The grey heron is back. I have been watching and waiting for him, and finally I’ve been rewarded. Last year he was a fixture on Dunsapie Loch, on the east side of Arthur’s Seat. There he would stalk, or wade, or stand frozen in position like some sort of prehistoric decoy. This year he favours the busier St. Margaret’s Loch by the main road running through Holyrood Park. This body of water is popular with young children and old ladies clutching plastic Hovis bags filled with torn-up stale bread that they feed to the pigeons. They are less interested in the heron than I would have imagined, but he is watchful and vigilant, pinning us with his Mona Lisa eye as he adopts a poised, regal stance.

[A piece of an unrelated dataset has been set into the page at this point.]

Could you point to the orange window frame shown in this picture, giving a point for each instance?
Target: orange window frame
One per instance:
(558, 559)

Herons are resident year-round, so I don’t know where he has been before now. He seems to come and go, take off and reappear unexpectedly. It makes me think about the people who land into our lives, make an impact and then take flight, disappear without warning. And I think about how this coming and going is our source of greatest pleasure and pain. Who is going to appear? From where? When shall they land? How long will they be around? Don’t go! I think about significant individuals who appear to have fallen from the sky into my life and brought with them a whirlwind of change and energy and excitement. I might have thought they were here for good, settled with clipped wings, but in reality, we never know how long someone is staying and whether or not they are just passing through. It might not seem like it right now, as many of us have never been more static in our lives, but we are all in a constant state of taking flight and landing; if not geographically, then in our commitments and responsibilities. Some people stay put for the longest time, so much so we begin to think they are as fixed and permanent as an ancient standing stone. Others are in perpetual movement, afraid to commit – like my heron – to one particular body of water; they move themselves on. Others want to stay, but fate or life or circumstance has different plans and they are pushed, unfairly, before their time. And all this from watching the heron? Yes. I think about old friends who have landed into my inbox during the lockdown, and new friends too, stopping by, leaving an impression. How long before they all take flight?
The heron gets ready to fly. He seems to labour in takeoff, as inelegant as a Boeing 747 trundling down the runway. I almost doubt his ability to rise – which of course he does – into ungainly but powerful flight. Higher, farther, smaller; he is gradually disappearing, until I can see him no more. And into the sky with him rise those people I have known who don’t visit in person anymore. I trust he’ll be back, this bird that has become my symbol for cycles of arrival and departure. I walk on in the sure knowledge that old faces are never replaced but remembering that the arrival of new faces bring hope.